Speaking at last week’s Automotive Logistics Global conference in Detroit, Ford’s Dan Hettel (pictured), chief engineer for global material flow and packaging engineering, said that, as an engineer, the lack of standards and high variation in packaging equipment across Ford’s operations “drives me nuts”.
“We have too many specially designed containers,” said Hettel, referring to the special equipment that the carmaker designs and purchases to move certain equipment, ranging from accessories to powertrains. “They work great, but we are looking at what we can do to move towards ‘off the shelf’ packages that are lower cost.”

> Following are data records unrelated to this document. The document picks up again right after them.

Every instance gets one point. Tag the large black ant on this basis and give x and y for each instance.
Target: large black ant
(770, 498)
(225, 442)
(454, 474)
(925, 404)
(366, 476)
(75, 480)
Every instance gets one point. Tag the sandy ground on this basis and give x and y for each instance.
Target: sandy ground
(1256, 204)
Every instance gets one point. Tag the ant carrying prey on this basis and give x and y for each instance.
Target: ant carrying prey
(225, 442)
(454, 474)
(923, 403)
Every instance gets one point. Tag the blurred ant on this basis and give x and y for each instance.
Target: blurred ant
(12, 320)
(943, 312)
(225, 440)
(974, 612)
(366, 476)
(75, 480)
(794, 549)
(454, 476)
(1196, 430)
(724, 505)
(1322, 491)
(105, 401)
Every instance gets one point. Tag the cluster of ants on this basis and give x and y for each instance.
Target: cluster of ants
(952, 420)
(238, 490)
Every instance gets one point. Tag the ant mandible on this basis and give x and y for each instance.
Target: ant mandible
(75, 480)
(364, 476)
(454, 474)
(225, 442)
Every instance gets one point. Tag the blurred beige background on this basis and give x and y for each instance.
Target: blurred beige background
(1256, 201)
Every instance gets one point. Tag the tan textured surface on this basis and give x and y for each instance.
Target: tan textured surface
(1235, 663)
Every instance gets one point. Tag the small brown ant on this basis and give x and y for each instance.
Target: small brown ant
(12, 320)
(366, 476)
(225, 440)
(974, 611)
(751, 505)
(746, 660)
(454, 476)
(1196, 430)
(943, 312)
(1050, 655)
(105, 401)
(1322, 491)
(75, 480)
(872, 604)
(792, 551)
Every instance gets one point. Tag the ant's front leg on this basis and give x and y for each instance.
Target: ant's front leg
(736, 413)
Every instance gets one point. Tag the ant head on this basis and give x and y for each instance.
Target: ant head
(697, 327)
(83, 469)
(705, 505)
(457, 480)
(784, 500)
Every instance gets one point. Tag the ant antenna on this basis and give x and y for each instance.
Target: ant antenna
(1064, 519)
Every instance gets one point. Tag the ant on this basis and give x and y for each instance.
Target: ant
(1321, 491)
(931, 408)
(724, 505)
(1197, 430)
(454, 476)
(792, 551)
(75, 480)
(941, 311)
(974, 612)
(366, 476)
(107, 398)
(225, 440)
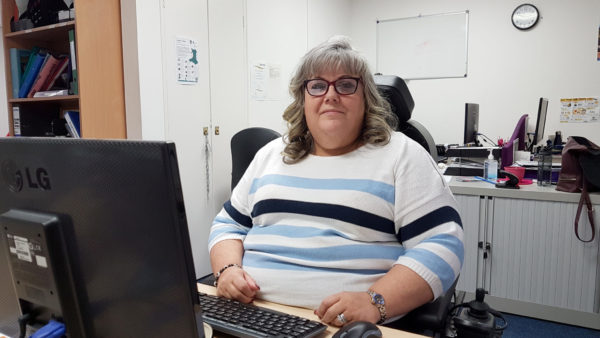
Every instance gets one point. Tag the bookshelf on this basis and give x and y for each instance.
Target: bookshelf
(101, 98)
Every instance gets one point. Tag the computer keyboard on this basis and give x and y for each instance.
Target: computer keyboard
(246, 320)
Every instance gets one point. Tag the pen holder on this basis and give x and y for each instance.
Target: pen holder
(545, 168)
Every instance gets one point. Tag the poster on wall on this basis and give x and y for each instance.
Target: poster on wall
(186, 50)
(265, 81)
(580, 110)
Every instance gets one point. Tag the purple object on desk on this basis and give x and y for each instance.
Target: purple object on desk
(507, 148)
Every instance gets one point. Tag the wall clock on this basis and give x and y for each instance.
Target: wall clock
(525, 16)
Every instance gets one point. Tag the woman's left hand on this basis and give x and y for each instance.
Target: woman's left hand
(347, 307)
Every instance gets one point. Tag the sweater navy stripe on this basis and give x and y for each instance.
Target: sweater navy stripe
(338, 212)
(236, 215)
(431, 220)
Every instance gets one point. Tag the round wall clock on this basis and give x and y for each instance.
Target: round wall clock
(525, 16)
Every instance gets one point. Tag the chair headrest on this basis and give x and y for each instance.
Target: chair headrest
(395, 91)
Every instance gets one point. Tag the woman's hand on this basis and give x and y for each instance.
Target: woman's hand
(355, 306)
(235, 283)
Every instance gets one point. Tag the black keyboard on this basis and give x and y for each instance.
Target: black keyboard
(246, 320)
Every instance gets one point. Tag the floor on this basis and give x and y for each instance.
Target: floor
(519, 327)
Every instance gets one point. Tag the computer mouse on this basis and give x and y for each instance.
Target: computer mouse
(358, 330)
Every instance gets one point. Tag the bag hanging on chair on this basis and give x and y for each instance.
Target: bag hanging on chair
(580, 172)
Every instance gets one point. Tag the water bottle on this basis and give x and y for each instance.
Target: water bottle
(490, 168)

Hettel said that Ford was moving towards a number of strategies to achieve this, including designating a standard packaging type for each commodity. While some part packages will need variation because of local trucking standards, Hettel said that the equipment would be modular and scalable based on different requirements.
In one recent example for trim material, Ford switched from a special rack that was 96 inches (244cm) high to a standard pallet box that was only 34 inches high but improved cube utilisation by 87%.
“We are evaluating every commodity and first looking at whether we can use a standard tote; if we can’t then, we look for a standard pallet box; if that doesn’t work, we look for a standard box with dunnage; and finally, if that wasn’t possible, we look at specialised racks,” said Hettel.
Ford is also adjusting its packaging to improve line-side presentation, including a move towards smaller boxes and kitting. “Kitting is a big initiative as it cleans up the line side, and helps standardise our packaging,” he said.
Michael Silvio, director of supply chain management at tier supplier Cooper Standard, commented that Ford’s move towards kitting and smaller lot packaging was also beneficial to tier suppliers. “Kitting and small containers help the tier ones too since we are making the part,” he said.
Hettel revealed that Ford would like to move towards a model where it owns its standard and specialised packaging. “I don’t own all of the packaging yet, but we are working towards that,” he said. “We want to reduce the new investment and maximise return for our investment dollar. One way to do that is to buy more standardised boxes, then look to bundle together to leverage our scale.”
This ownership strategy would bring Ford closer in line with General Motors in North America, in which the carmaker owns 99% of its packaging, according to Renee Wawrzynski, director of containerisation North America. Despite this ownership, however, Wawrzynski says that the fast growth of production in North America means that sometimes the carmaker’s packaging assets cannot keep up, and GM has to buy or use overspill expendable packaging and cardboard.
“We don’t want to do that but that is what happens when you can’t keep up with growth,” she said.